Conçu d’après un scénario écrit par la cinéaste Jeanne Labrune, puis remanié par Tom Stoppard pour être adapté en anglais, le projet Vatel a pris une envergure croissante avec l’arrivée à ses commandes du réalisateur Roland Joffé (Oscar du meilleur film pour La Déchirure en 1984 et Palme d’or pour Mission en 1986). Et la composition d’un casting flamboyant qui réunit Uma Thurman, Gérard Depardieu et Tim Roth. Si le cinéaste ne renouera sans doute pas avec le succès critique que connurent ses deux premiers opus, force est de constater qu’il se sort honorablement de cette reconstitution historique à gros budget.

Sa principale qualité est d’avoir su rythmer son film grâce à une mise en scène dynamique qui multiplie les points de vue et les mouvements à l’intérieur du cadre. L’histoire tragique du fameux intendant Vatel devient entre ses mains un honnête divertissement dans la pure tradition hollywoodienne. François Vatel, maître de cérémonie du Prince de Condé, est chargé par ce dernier d’organiser trois jours de fête en l’honneur de la venue de Louis XIV. Son honnêteté et son sens de la perfection seront mis à rude épreuve par les intrigues qui composent la vie de la cour du monarque. Légèrement romantisé, le film modifie quelque peu la légende de Vatel qui attribuait l’origine de sa mort à une sauce ratée et met plutôt en avant la thèse du chagrin d’amour causé par la belle Anne de Montausier (Uma Thurman).
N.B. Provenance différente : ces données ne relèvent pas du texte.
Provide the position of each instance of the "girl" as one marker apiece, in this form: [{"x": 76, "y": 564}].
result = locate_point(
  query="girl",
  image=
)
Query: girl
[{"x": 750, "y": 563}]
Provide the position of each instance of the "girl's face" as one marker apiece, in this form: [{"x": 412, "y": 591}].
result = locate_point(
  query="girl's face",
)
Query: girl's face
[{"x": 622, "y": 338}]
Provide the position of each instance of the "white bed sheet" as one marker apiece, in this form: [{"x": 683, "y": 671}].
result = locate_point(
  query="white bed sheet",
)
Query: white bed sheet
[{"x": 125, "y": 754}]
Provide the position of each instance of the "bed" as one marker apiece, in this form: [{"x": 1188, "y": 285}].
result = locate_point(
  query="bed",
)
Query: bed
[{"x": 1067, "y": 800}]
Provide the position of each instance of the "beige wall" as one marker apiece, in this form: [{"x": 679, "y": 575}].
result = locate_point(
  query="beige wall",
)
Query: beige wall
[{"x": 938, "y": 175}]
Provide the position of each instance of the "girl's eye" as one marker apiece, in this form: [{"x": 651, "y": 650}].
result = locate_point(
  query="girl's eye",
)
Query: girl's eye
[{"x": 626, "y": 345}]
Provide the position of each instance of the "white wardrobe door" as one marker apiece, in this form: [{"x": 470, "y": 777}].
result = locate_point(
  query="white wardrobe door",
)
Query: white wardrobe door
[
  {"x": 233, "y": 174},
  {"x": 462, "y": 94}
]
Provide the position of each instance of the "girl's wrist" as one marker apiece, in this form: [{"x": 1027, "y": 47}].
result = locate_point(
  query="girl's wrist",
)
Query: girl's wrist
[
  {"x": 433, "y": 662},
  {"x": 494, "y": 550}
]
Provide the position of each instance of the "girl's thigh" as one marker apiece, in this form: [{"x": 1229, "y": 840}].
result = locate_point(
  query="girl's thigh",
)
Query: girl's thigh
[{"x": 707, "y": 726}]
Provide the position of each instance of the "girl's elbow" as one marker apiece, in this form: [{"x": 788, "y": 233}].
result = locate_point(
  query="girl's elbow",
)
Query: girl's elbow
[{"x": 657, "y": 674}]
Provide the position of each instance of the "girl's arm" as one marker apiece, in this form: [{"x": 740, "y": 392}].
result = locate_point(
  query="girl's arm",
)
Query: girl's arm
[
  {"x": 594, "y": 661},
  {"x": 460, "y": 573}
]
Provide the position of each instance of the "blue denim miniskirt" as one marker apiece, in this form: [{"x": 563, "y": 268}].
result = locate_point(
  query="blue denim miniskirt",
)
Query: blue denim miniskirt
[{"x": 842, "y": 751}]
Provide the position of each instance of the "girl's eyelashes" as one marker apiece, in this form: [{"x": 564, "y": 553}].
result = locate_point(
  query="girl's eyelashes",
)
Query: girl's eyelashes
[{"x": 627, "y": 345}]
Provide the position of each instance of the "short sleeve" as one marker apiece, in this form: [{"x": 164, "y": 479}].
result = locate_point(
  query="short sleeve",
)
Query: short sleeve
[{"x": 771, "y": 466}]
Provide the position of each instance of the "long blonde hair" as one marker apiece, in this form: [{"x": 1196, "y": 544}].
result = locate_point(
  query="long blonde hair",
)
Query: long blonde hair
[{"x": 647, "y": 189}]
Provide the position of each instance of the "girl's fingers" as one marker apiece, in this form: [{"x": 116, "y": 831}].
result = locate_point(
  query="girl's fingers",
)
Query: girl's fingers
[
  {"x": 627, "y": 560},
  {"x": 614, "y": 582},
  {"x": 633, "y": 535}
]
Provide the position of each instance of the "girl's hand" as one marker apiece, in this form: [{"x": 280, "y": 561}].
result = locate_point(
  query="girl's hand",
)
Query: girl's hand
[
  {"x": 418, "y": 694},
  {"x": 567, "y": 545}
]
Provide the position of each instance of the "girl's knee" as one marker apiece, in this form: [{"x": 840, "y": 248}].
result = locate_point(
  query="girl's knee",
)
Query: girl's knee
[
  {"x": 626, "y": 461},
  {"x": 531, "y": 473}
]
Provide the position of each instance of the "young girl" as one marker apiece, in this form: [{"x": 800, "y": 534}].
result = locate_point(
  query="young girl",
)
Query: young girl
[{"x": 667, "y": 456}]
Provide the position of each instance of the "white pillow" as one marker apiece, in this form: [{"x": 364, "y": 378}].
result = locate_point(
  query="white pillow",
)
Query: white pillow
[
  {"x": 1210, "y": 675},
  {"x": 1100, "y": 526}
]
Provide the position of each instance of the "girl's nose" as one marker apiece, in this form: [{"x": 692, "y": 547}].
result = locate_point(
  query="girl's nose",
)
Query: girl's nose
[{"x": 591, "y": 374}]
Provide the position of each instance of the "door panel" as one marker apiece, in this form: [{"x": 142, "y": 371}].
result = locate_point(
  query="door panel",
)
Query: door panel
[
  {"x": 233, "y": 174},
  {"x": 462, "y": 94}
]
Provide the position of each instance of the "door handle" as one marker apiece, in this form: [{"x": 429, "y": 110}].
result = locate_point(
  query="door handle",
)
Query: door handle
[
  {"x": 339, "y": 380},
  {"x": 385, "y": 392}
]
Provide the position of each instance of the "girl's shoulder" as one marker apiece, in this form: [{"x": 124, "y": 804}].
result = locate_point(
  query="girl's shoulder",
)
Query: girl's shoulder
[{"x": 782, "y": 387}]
Vatel, c’est aussi l’occasion pour Roland Joffé de nous offrir une description des fastes royales servie par des décors et des costumes somptueux. De ce point de vue-là, le budget se justifie aisément et cette fidélité aux moindres détails ravira les érudits d’histoire de France. Reste que le cinéaste dirige son film en bon artisan et non en artiste. Si tous les ingrédients matériels sont correctement agencés pour nous faire croire à cette reconstitution, le film ne se départit pas d’un lourd académisme. Telle une mécanique bien huilée, il déroule ses péripéties sans prendre le moindre risque, à l’image de Gérard Depardieu qui ânonne son texte en vieux routier de l’interprétation. Roland Joffé passe aussi trop rapidement sur les liens qui unissent ses personnages et se contente d’une description superficielle qui n’échappe pas aux clichés. Du coup, la passion qui unit François Vatel à Anne de Montausier reste énigmatique, voire incompréhensible. Avec Vatel, Roland Joffé adopte l’attitude de rigueur en matière de blockbusters historiques. Celle appliquée, par exemple, par Luc Besson dans son Jeanne d’Arc : simplifier pour ratisser large.